Miscellaneous material to start your week.
- David MacDonald examines how millions of Canadians could suffer from being pushed off of the CERB onto EI - both in lost or reduced supports, or more onerous requirements to receive any relief. Kathleen Harris reports on the continuing lack of sufficient programs for people with disabilities. And Zak Vescera and Alex MacPherson follow up on the Moe government's choice to turn federal emergency benefits into a provincial cash cow, including by requiring existing benefit recipients to apply separately both for the CERB for renewed provincial programs.
- The Globe and Mail's editorial board offers some suggestions to ensure the second wave of the coronavirus isn't as catastrophic as the first, while also warning against a complacent, wait-and-see approach to readily-foreseeable spikes in case numbers.
- Jasmine Ramze Rezaee, Carolyn Ferns, Abigail Doris and Janet Davis discuss the need for universal child care in Canada.
- The Star's editorial board makes the case
for improving and expanding our public health care system, rather than
limiting ourselves to defensive efforts to preserve what we have now. And Bob Hepburn calls out the greed behind the cynical effort to turn Charter rights into a cash cow for would-be corporate health providers.

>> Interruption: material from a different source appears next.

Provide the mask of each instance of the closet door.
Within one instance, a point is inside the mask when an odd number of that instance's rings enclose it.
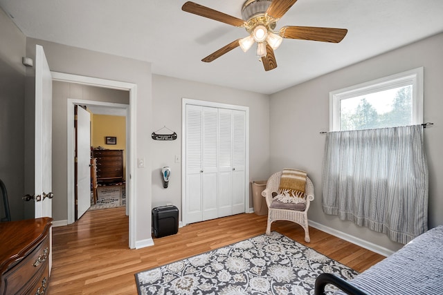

- Finally, Andrew Leach traces the tens of billions of dollars Alberta has poured into the Sturgeon refinery - including through a familiar pattern of claiming to be transferring risk to the private sector while actually putting public money up at every turn to build a project which will produce corporate profit. Carl Meyer reports on the growing sense that the Trans-Mountain pipeline will likewise prove to be a money pit - making it all the more obvious that we'd be better off investing in clean energy now, rather than putting sustainable development on hold pending some future expectation of profit. And Mark Frauenfelder reports on BP's conclusion that half the identified oil reserves in the world will never be extracted.